И когда, уже действительно мертвый, я предстал перед ним во всем ужасе грязного и обезображенного трупа, блеск моего сверкающего зрака все еще пристально взирал из нечистот умерщвленной плоти. Услышал ли он на моих приоткрытых устах поднимавшуюся к небесам песнь во славу? Только что свершилось мое самое заветное желание. Я вверил свою жизнь в руки, наименее достойные ее, установив между Петром и Павлом равновесие позорного конца, послужив кровавой игрушкой человеконенавистническому рвению юнца, искупив свою вину, равно как и вину человечества. Я также мог считать себя спасенным, как художник. Ни в одной из своих книг, ни в одном из своих фильмов я не показал себя на высоте своих честолюбивых устремлений. Но теперь я уходил спокойно, детально воспроизведя свою погребальную церемонию и поставив подпись под единственным своим произведением, обреченным пережить забвение.
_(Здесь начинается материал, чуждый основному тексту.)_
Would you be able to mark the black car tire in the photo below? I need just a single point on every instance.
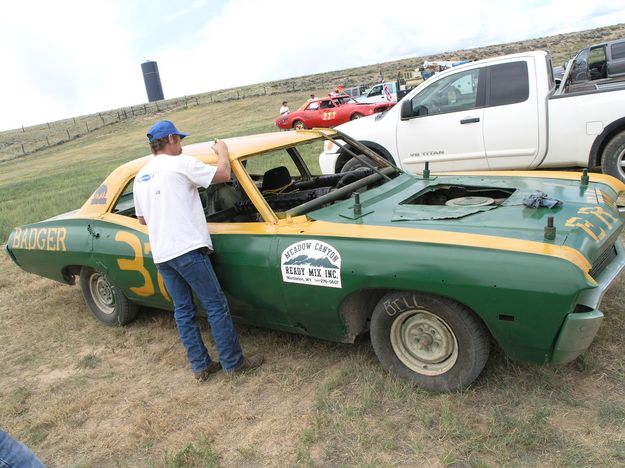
(613, 160)
(105, 300)
(431, 341)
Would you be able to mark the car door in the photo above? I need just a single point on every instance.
(511, 116)
(445, 125)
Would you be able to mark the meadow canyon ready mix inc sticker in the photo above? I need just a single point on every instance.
(311, 262)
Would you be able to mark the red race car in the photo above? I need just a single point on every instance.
(328, 112)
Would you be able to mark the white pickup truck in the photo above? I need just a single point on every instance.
(499, 113)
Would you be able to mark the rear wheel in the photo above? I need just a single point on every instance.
(430, 341)
(613, 160)
(105, 300)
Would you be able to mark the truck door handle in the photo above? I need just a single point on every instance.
(470, 120)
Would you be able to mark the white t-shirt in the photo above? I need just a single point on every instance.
(165, 194)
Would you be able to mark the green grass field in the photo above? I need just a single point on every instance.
(82, 394)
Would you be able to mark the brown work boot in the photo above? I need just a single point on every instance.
(247, 364)
(203, 376)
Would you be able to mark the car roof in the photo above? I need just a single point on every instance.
(239, 148)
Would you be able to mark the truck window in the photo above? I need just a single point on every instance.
(454, 93)
(597, 63)
(618, 50)
(580, 67)
(509, 84)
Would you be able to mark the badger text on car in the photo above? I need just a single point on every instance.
(435, 267)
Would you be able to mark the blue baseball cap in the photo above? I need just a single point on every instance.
(163, 129)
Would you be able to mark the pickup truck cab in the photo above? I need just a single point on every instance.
(498, 113)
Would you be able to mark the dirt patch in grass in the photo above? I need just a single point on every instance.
(80, 393)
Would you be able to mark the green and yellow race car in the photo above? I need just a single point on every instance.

Воображаемый некролог, написанный самим автором
ФЕРНАНДЕЗ, Доминик (1929 — …)
Углубленное изучение французского языка, латыни и древнегреческого в Эколь Нормаль, и очень раннее осознание того, что «гуманистическая» культура, в которой его воспитывали, основана на лжи. Его заставляли читать Платона и Вергилия, восхищаться мраморными эфебами, ему восхваляли превосходство античных институтов, не позволяя ему при этом следовать нравам, благодаря которым расцвели и Афины, и Рим. Отсюда скорое неприятие Парижа, Франции и ее пуританской морали, и поиски подлинной родины. Он нашел ее сначала в Италии, а затем, когда она интегрировалась в Европу, адоптировав буржуазную идеологию производительности и рентабельности, — в Неаполе, на Сицилии и в различных странах третьего мира.
Неслучайно жанр путевых заметок занимает в его творчестве значительное место: исследование Юга (не только географическое, но и психологическое) всегда представляло для него возможность загладить то оскорбление, что нанесло ему общество, в котором он родился. Бежать от Вольтера и Паскаля, от этой страны с ее сухими тортами, прямыми статуями и узким мышлением, и погрузиться в сочную, чарующую, барочную реальность, которая, открываясь к югу от Рима, простерлась на восток Европы вплоть до Праги и Кракова, на запад — до Андалузии, откуда она перепрыгнула через океан, дабы с индейской экспансивностью раствориться в Мексике.